<?php
/** fetch-script: imdb.com
*
* $Id: fetch-imdb.php,v 1.17 2006/01/31 18:03:12 michasch Exp $
*
* create your own fetch-scripts for other webpages like this one
* but please don't make any changes at this file, always make first
* a copy of it.
*
* please send us your fetch-scripts, so we can add them to the
* powermovielist! you can also export them with the export-settings-feature
*
* @package fetch
*/
//first check if the class exists allready, if so return and don't include it again
if(class_exists("pmlfetch_imdb")) return;
//IMPORTANT: the class-name (pmlfetch_*) has to be the same as the file-name (fetch-*.php)

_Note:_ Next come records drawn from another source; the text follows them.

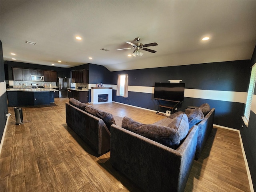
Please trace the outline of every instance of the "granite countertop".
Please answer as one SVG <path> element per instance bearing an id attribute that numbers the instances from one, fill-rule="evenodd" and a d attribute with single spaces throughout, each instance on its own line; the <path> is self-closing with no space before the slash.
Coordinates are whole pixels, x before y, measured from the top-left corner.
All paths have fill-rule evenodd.
<path id="1" fill-rule="evenodd" d="M 30 91 L 30 92 L 47 92 L 58 91 L 58 90 L 53 88 L 39 88 L 38 89 L 31 89 L 31 88 L 10 88 L 6 89 L 7 91 Z"/>
<path id="2" fill-rule="evenodd" d="M 71 88 L 70 89 L 68 89 L 68 90 L 73 90 L 74 91 L 88 91 L 88 89 L 86 89 L 85 88 L 82 88 L 82 89 L 76 89 L 75 88 Z"/>

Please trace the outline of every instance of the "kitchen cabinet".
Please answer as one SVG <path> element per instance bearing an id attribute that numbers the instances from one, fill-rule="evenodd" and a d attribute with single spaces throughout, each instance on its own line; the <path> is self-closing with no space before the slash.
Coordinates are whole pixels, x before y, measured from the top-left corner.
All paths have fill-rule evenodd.
<path id="1" fill-rule="evenodd" d="M 31 69 L 30 70 L 31 75 L 38 75 L 38 76 L 44 76 L 44 71 L 43 70 L 37 70 L 36 69 Z"/>
<path id="2" fill-rule="evenodd" d="M 69 89 L 68 92 L 68 97 L 69 98 L 73 98 L 80 102 L 86 103 L 88 102 L 88 91 Z"/>
<path id="3" fill-rule="evenodd" d="M 15 81 L 22 81 L 23 80 L 22 69 L 12 68 L 12 76 Z"/>
<path id="4" fill-rule="evenodd" d="M 57 72 L 53 71 L 44 71 L 44 81 L 57 82 Z"/>
<path id="5" fill-rule="evenodd" d="M 28 69 L 22 69 L 22 76 L 23 81 L 30 81 L 31 80 L 30 70 Z"/>
<path id="6" fill-rule="evenodd" d="M 71 71 L 71 82 L 78 83 L 89 83 L 88 70 L 82 69 Z"/>
<path id="7" fill-rule="evenodd" d="M 12 68 L 12 76 L 15 81 L 30 81 L 30 70 L 28 69 Z"/>
<path id="8" fill-rule="evenodd" d="M 44 81 L 57 82 L 57 72 L 56 71 L 12 68 L 14 80 L 31 81 L 31 75 L 44 76 Z"/>

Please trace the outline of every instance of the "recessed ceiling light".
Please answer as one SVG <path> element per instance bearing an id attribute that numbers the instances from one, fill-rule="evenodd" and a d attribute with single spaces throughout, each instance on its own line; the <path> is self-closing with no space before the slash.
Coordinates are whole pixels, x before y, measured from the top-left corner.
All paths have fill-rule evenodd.
<path id="1" fill-rule="evenodd" d="M 202 39 L 203 41 L 207 41 L 207 40 L 209 40 L 210 39 L 210 37 L 204 37 L 204 38 Z"/>
<path id="2" fill-rule="evenodd" d="M 35 45 L 36 44 L 36 43 L 35 43 L 35 42 L 32 42 L 32 41 L 26 41 L 25 43 L 28 43 L 28 44 L 31 44 L 32 45 Z"/>

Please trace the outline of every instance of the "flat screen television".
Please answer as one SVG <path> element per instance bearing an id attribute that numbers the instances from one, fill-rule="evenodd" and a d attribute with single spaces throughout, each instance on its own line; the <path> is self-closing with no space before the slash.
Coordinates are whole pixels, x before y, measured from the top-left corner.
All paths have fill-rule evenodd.
<path id="1" fill-rule="evenodd" d="M 183 101 L 185 83 L 155 83 L 154 98 L 169 101 Z"/>

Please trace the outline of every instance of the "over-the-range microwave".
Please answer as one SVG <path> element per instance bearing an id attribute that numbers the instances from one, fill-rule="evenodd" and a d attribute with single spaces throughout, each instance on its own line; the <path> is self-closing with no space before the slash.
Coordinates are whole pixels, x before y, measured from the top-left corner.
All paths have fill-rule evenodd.
<path id="1" fill-rule="evenodd" d="M 31 81 L 44 81 L 44 76 L 38 76 L 37 75 L 32 75 Z"/>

class pmlfetch_imdb extends pml_fetch {
/**
* FieldNames
* IMPORTANT: Add new fields here and in function DoFetch
*
* @access private
**/
var $FieldNames = array("Title",
"Year",
"Poster",
"Director",
"Genre",
"Rating",
"Starring",
"Plot",
"Release",
"Runtime",
"MPAA",
"Akas",
"Country",
"imdbid");
/**
* actorLimit
* @access private
* @var int
**/
var $actorLimit;
/**
* actorLimit
* @access private
* @var int
**/
var $akaCountry;
/**
* doSearch - perform the search on the page to fetch from
*
* @param &$out return-string: the HTML-code displayed when searching
* @param $SearchString string: the string sent to the page to search for
* @param $EntryUrl string: url used for links in HTML-code
* @access public
* @return const PML_FETCH_SEARCHERROR, PML_FETCH_SEARCHDONE or PML_FETCH_EXACTMATCH
**/
function doSearch(&$out, $SearchString, $EntryUrl) {
$out .= $GLOBALS['strSearchingInfoFor'] ." <b>". $SearchString . "</b> ... ";
//$Name = rawurlencode($SearchString);
//$Name = str_replace("%20", "+", $SearchString);
$data = "GET /find?q=". rawurlencode($SearchString) .";tt=on;mx=20 HTTP/1.0\r\n";
$data .= "Accept: text/html, image/png, image/x-xbitmap, image/gif, image/jpeg, */*\r\n";
$data .= "Referer: http://akas.imdb.com/Find\r\n";
$data .= "Content-type: application/x-www-form-urlencoded\r\n";
$data .= "Accept-Encoding: *;q=0\r\n";
$data .= "User-Agent: Mozilla/4.0 (compatible; MSIE 5.5; Windows 98; Win 9x 4.90)\r\n";
$data .= "Host: akas.imdb.com\r\n";
$data .= "Connection: Keep-Alive\r\n";
$data .= "Cache-Control: no-cache\r\n";
$data .= "\r\n";
$site = $this->FetchPage($data, "akas.imdb.com:80");
$sections = preg_split("/Names \(Exact Matches\)/i", $site);
// $sections[0]: part with movie matches
// [1]: part with actor matches
$site = $sections[0];
//when you use the search-form on imdb.com and you search for a title that was exactly found
//imdb uses a 302-found-page to redirect to the Title-page of this movie.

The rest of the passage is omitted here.